In practice, ridge regression is usually the first choice between these two models. However, if you have a large amount of features and expect only a few of them to be important, Lasso might be a better choice. Similarly, if you would like to have a model that is easy to interpret, Lasso will provide a model that is easier to under‐ stand, as it will select only a subset of the input features. scikit-learn also provides the ElasticNet class, which combines the penalties of Lasso and Ridge. In practice, this combination works best, though at the price of having two parameters to adjust: one for the L1 regularization, and one for the L2 regularization.

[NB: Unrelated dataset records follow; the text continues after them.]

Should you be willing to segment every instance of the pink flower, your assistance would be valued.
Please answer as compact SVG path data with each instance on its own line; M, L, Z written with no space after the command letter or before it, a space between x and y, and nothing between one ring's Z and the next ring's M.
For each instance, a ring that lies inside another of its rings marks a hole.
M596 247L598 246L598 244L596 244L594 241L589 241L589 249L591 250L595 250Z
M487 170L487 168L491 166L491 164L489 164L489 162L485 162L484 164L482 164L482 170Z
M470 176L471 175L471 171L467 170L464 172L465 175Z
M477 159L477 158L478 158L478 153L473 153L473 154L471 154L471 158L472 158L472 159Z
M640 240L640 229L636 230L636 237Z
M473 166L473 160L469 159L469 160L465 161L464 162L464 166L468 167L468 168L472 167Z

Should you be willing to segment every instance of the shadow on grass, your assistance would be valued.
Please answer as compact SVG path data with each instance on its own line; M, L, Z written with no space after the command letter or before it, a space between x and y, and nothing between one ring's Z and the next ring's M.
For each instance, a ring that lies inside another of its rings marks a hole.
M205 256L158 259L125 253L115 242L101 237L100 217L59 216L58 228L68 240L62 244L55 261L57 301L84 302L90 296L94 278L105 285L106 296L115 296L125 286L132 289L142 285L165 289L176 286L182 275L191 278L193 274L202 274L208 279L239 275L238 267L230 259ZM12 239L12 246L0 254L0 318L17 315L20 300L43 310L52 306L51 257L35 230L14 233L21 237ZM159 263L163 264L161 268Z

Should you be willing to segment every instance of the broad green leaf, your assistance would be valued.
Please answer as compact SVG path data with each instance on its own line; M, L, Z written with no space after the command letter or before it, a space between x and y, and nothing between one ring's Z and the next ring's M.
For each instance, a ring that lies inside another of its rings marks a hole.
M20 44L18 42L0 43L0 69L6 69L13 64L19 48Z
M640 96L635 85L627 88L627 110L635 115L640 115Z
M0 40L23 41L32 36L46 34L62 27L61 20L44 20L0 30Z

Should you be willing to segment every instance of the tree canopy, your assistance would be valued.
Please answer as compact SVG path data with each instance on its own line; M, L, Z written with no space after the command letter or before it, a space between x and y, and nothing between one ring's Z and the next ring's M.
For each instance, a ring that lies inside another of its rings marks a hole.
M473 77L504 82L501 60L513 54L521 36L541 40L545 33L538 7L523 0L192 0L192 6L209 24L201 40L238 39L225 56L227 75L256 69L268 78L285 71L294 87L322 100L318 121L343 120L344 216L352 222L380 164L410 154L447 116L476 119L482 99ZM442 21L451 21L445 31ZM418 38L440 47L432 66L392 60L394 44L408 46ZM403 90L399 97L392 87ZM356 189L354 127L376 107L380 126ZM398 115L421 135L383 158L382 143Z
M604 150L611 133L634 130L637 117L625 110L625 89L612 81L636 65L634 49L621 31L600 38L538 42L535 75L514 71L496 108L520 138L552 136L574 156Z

L1 Regularization vs L2 Regularization
In order to create a less complex model when you have a large number of features in a dataset are used Regularization techniques to address overfitting and feature selection.
As was said before, the regression model that use L1 Regularization technique is Lasso Regression and model which uses L2 Regularization technique is Ridge Regression. The key difference between these two is the penalty term.
Ridge Regression adds “square magnitude” of coefficient as penalty term to the loss function. The second part of the formula bellow represents the L2 Regularization.
\[\sum^n_{i=1}(y_i - \sum^p_{j=1}x_{ij}\Theta_j)^2 + \lambda\sum^p_{j=1}\Theta^2_j\]If the \(\lambda\) elemet is 0, then we will get back the ordinary least square, whereas a very large value it will add to much wieght and it will lead to underfit. Hence, it’s important how lambda is chosen. This technique works very well to avoid overfit issues.
Lasso Regression adds “absolute value of magnitude” of coefficient as penalty term to the loss function.
\[\sum^n_{i=1}(y_i - \sum^p_{j=1}x_{ij}\Theta_j)^2 + \lambda\sum^p_{j=1}|\Theta_j|\]Again, lambda zero it will get back de ordinary least square whereas very large value will make coefficients zero hence it will underfit.
The key different between this techniques is that Lasso shrinks the less important feature’s coefficient to zero thus, removing some feature altogether. So, this works well for feature selection in case we have a huge number of features.